3

I am trying to create a function that takes a string, splits it into words and return an array with the words in it. I am not allowed to use any pre-made functions other than malloc within the splitting function. Finally I have to set my function in this form char **ft_split_whitespaces(char *str) My current output looks like that:


    d this is me
    s is me
    s me
    r

Expected output:


    Hello
    World
    This
    Is
    Me

my full code is in the following codes:


    #include <stdio.h>
    #include <stdlib.h>
    
    int     count_words(char *str)
    {
        int i; 
        int word;
        
        i = 0;
        word = 1;
        while(str[i]!='\0')
        {
            if(str[i]==' ' || str[i]=='\n' || str[i]=='\t' 
            || str[i]=='\f' || str[i]=='\r' || str[i]=='\v')
                word++;
            i++;
        }
        return (word);
    }
    
    char    **ft_split_whitespaces(char *str)
    {
        int index;
        int size;
        int index2;
        char **arr;
        
        index = 0;
        index2 = 0;
        size = count_words(str);
        arr = (char **)malloc(size * sizeof(char));
        if (arr == NULL)
            return ((char **)NULL);
        while (str[index])
        {
            if(str[index] == ' ')
            {
                index++;
                value++;
                index2++;
            }
            else
                *(arr+index2) = (char*) malloc(index * sizeof(char));
                *(arr+index2) = &str[index];    
            index++;
        }
        **arr = '\0';
        return (arr);
    }
    
    int main()
    {
        char a[] = "Hello World This Is Me";
        char **arr;
        int i;
        int ctr = count_words(a);
        arr = ft_split_whitespaces(a);
        
        for(i=0;i < ctr;i++)
            printf("%s\n",arr[i]);
        return 0;
    }

4
  • This is a good question.

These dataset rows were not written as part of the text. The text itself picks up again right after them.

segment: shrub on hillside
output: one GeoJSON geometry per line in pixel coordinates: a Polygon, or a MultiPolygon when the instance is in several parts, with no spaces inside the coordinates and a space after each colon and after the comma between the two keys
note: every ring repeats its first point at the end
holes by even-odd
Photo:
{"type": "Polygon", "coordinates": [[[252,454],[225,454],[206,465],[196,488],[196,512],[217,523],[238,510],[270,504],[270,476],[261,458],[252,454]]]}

It's discussed in these course notes. See also this question. Commented Jul 15, 2021 at 14:46
  • How is the code that calls ft_split_whitespaces supposed to know how many entries the returned array has? Is there supposed to be a NULL on the end? (If so, don't forget to allocate space for that pointer!) Commented Jul 15, 2021 at 15:20
  • Is ft_split_whitespaces() allowed to modify the original string (e.g. insert zero terminators at the end of words and return an array of pointers to the start of words, to avoid allocating memory for each word)? You could possibly also use recursion to avoid count_words(). Commented Jul 15, 2021 at 18:58
  • You shouldn't cast the return value of malloc if you are compiling with a C compiler: stackoverflow.com/questions/605845/…. Commented Jul 15, 2021 at 22:02

1 Answer 1

3

You have quite a few errors in your program:

  1. arr = (char **)malloc(size * sizeof(char)); is not right since arr is of type char**. You should use sizeof(char*) or better (sizeof(*arr)) since sizeof(char) is usually not equal to sizeof(char*) for modern systems.

  2. You don't have braces {} around your else statement in ft_split_whitespaces which you probably intended. So your conditional logic breaks.

  3. You are allocating a new char[] for every non--whitespace character in the while loop. You should only allocate one for every new word and then just fill in the characters in that array.

  4. *(arr+index2) = &str[index];This doesn't do what you think it does. It just points the string at *(arr+index2) to str offset by index. You either need to copy each character individually or do a memcpy() (which you probably can't use in the question). This explains why your answer just provides offsets into the main string and not the actual tokens.

  5. **arr = '\0'; You will lose whatever you store in the 0th index of arr. You need to individually append a \0 to each string in arr.

  6. *(arr+index2) = (char*) malloc(index * sizeof(char)); You will end up allocating progressively increasing size of char arrays at because you are using index for the count of characters, which keeps on increasing. You need to figure out the correct length of each token in the string and allocate appropriately.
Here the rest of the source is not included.